# Favorite virtuoso showpieces structured like Sarasate's Introduction & Tarantella?



## Fenestella (Oct 4, 2015)

*Favorite virtuoso showpieces structured like Sarasate's Introduction & Tarantella?*

I really like the feeling of being captivated by the melodious _Introduction _while anticipating the virtuoso _Tarantella_.

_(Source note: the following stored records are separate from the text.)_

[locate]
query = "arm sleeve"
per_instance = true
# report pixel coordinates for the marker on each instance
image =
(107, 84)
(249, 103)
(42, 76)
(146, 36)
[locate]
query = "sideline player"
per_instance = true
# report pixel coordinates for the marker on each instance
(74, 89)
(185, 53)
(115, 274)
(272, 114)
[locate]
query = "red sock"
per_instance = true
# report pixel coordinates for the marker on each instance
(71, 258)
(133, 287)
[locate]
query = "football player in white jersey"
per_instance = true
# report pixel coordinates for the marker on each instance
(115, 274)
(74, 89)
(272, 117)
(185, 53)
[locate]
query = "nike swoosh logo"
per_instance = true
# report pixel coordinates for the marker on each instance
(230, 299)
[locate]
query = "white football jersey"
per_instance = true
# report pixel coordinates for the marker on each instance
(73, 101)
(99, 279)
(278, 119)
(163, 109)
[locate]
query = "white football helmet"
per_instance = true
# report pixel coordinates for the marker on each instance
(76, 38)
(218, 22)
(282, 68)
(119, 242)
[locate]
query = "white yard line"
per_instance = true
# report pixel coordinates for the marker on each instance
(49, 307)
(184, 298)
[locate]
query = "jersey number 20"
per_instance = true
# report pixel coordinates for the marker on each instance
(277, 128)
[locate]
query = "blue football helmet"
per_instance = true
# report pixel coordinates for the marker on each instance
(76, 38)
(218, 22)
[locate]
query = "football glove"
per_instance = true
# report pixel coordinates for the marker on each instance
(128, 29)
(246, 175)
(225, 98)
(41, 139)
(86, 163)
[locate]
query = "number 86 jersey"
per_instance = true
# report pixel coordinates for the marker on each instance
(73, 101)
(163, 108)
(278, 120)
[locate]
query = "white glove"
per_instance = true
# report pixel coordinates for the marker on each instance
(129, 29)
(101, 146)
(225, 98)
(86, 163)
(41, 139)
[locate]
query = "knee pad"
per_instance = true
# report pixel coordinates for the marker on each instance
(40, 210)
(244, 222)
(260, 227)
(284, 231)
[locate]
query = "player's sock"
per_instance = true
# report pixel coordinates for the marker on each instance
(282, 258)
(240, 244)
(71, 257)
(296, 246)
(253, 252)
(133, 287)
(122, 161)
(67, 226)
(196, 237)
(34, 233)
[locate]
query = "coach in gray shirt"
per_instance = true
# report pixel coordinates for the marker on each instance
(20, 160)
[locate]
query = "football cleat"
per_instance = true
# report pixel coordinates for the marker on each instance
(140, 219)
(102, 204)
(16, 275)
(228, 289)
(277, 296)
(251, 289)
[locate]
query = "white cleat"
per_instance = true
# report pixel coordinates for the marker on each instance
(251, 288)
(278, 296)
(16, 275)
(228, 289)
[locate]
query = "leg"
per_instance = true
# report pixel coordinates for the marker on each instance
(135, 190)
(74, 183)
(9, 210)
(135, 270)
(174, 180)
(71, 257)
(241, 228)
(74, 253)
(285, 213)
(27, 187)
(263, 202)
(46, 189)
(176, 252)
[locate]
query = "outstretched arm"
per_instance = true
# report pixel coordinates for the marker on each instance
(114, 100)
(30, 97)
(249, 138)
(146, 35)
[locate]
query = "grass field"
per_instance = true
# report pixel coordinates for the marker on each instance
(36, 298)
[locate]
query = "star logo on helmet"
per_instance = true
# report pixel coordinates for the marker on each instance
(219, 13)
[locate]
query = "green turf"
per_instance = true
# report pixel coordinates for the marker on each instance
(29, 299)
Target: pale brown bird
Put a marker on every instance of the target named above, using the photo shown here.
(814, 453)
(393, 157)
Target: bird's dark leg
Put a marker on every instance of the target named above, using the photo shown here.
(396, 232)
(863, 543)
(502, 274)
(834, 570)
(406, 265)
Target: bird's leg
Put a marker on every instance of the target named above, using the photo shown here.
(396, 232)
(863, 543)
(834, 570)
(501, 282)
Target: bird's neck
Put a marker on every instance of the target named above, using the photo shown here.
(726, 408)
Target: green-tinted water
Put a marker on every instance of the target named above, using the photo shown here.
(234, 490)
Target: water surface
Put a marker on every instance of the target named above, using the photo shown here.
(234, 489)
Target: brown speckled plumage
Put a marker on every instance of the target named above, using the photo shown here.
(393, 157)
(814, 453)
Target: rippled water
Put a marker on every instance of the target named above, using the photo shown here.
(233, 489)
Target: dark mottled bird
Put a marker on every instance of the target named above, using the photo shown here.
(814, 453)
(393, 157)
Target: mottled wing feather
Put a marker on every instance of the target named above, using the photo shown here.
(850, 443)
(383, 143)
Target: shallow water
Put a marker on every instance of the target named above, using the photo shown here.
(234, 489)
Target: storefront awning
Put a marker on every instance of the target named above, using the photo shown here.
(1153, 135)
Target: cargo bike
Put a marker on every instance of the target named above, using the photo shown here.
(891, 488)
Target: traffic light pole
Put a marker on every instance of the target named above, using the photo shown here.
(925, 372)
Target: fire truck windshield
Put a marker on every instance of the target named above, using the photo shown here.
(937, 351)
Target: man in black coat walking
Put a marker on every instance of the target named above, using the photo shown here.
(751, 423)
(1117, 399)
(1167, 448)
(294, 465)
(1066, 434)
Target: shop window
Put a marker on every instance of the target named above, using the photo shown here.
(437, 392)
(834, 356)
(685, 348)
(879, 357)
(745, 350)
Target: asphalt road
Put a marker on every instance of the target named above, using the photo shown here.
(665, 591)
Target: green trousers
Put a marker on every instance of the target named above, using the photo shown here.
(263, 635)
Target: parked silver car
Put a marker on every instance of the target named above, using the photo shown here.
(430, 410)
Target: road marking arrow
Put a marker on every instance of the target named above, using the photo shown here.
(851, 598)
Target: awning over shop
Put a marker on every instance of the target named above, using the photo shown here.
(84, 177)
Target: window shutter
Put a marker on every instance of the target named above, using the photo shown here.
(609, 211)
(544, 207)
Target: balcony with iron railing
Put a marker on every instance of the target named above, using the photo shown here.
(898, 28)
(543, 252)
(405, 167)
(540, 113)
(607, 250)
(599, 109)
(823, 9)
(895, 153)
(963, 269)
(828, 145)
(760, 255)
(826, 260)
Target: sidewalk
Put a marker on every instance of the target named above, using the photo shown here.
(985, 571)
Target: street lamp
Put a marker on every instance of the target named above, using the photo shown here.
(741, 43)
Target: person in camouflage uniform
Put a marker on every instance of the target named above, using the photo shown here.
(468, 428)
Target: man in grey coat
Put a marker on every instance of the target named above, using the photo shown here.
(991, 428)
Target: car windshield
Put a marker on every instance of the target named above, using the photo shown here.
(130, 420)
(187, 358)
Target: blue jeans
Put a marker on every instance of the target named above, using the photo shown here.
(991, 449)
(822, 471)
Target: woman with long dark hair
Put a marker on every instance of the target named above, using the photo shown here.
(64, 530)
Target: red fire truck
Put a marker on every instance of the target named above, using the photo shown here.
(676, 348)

Other virtuoso showpieces that give me such feeling are:
Saint-Saens' Introduction and Rondo Capriccioso
Kreisler's Praeludium and Allegro

I'm reluctant to name Mendelssohn's Rondo Capriccioso because when I listen to the _Andante_, I only feel the anticipation of the _Presto_.


----------



## Bettina (Sep 29, 2016)

That definitely is a very exciting type of structure! I can't think of many other pieces structured exactly like that. But there are some Theme and Variations pieces where a fairly simple theme is followed by virtuosic variations. For example, there's Mozart's variations on Ah, Vous dirai-je Maman (the same melody as Twinkle, Twinkle, Little Star). And another example is Beethoven's 32 Variations in C Minor, WoO 80. What do you think? Would you consider those to be good examples of what you're looking for?


----------



## Fenestella (Oct 4, 2015)

Bettina said:


> ...a fairly simple theme is followed by virtuosic variations.


Simple theme and most virtuosic variations: Rach 3 (1st mvt in particular)

The 1st mvt of Schumann's Piano Sonata No. 1: Introduzione & Allegro vivace
Chopin's Andante Spianato & Grande Polonaise Brilliante


----------



## hpowders (Dec 23, 2013)

Debussy L'isle joyeuse.

The ultimate in pianistic virtuosity.


----------



## Bettina (Sep 29, 2016)

hpowders said:


> Debussy L'isle joyeuse.
> 
> The ultimate in pianistic virtuosity.


But L'isle joyeuse seems to be virtuosic from the very beginning. The opening right hand solo is pretty hard to play!


----------



## majlis (Jul 24, 2005)

Paganini's Barucabá variations for solo violín.Very few recordings, very seldom played live, forgotten.


----------



## Pugg (Aug 8, 2014)

majlis said:


> Paganini's Barucabá variations for solo violín.Very few recordings, very seldom played live, forgotten.


Can't even find one.


----------



## majlis (Jul 24, 2005)

. At least a sample. I've complete by Accardo and by Ricci.


----------



## majlis (Jul 24, 2005)

Founded! Complete the 60 variations on a Genevese theme "Baracubá" (probably a Jewish song)


----------



## Pugg (Aug 8, 2014)

majlis said:


> Founded! Complete the 60 variations on a Genevese theme "Baracubá" (probably a Jewish song)


Thank you very much majlis.


----------